The primary focus of the show, which is set to premiere on August 1, will be to give viewers an insider’s look into what music producers face away from the awards shows. Viewers will watch Rhodes’ creative process as he develops new beats. “There are so many reasons why we’re doing the show, but that’s the first reason,” Rhodes says. “[Fans] don’t see your day-to-day, they don’t see the struggle. Sometimes, they only see the music that you’ve got out. They don’t see the beats that don’t see the light of day. They don’t understand the dedication in the craft that you have to do.”

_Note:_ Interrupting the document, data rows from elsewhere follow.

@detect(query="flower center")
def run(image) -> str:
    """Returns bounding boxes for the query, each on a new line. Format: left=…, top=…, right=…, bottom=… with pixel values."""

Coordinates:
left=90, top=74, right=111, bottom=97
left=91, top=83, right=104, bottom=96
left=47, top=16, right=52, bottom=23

Rhodes describes his vision for TBAF as a combination of the character development in HBO’s Entourage and the perfect grasp of culture seen in The Wire, but composed in the same vein as Issa Rae’s YouTube-based series, The Misadventures of an Awkward Black Girl. And taking a page out of Rae’s rise to the Home Box Office, Rhodes and Williams hope to build enough of a series following to attract the attention of network television.
On the visual side of things, Williams says, “At this point, right now, we’re trying to establish a certain look for the series.” He continues, “We want it to be funny, like Entourage, we want it to be extremely meaningful for photographers, writers and producers and we want it to be informational as well.”
The challenge though, is that this is completely new territory for both Williams and Rhodes. Williams, for example, has been a photographer since 2008, but only took up videography this past year. So, to him, the art of directing and creating scripts has been keeping him on his toes. “This is my first time doing something of this caliber,” Williams says. “To be honest, we’re amateurs. We don’t have screenwriters — we’re kind of winging it. I’m kind of learning as I go, but,” he adds with an assured laugh, “I’m a pretty fast learner.”
At the end of the day, Williams and Rhodes want to create something that will allow viewers an all-encompassing look inside the world of music production. It is their hope that by doing so, the series might help to inspire an up-and-coming music producer to take the next big step in their career. But not only that, both of the shows creators are dedicated to shining a light on Dallas, as a whole. As signified by the iconic bridge in the trailer.
“Even though this show is about music, you’re going to see Dallas culture like you’ve never seen it before," he says. "Because we are that and we’re going to embody that.”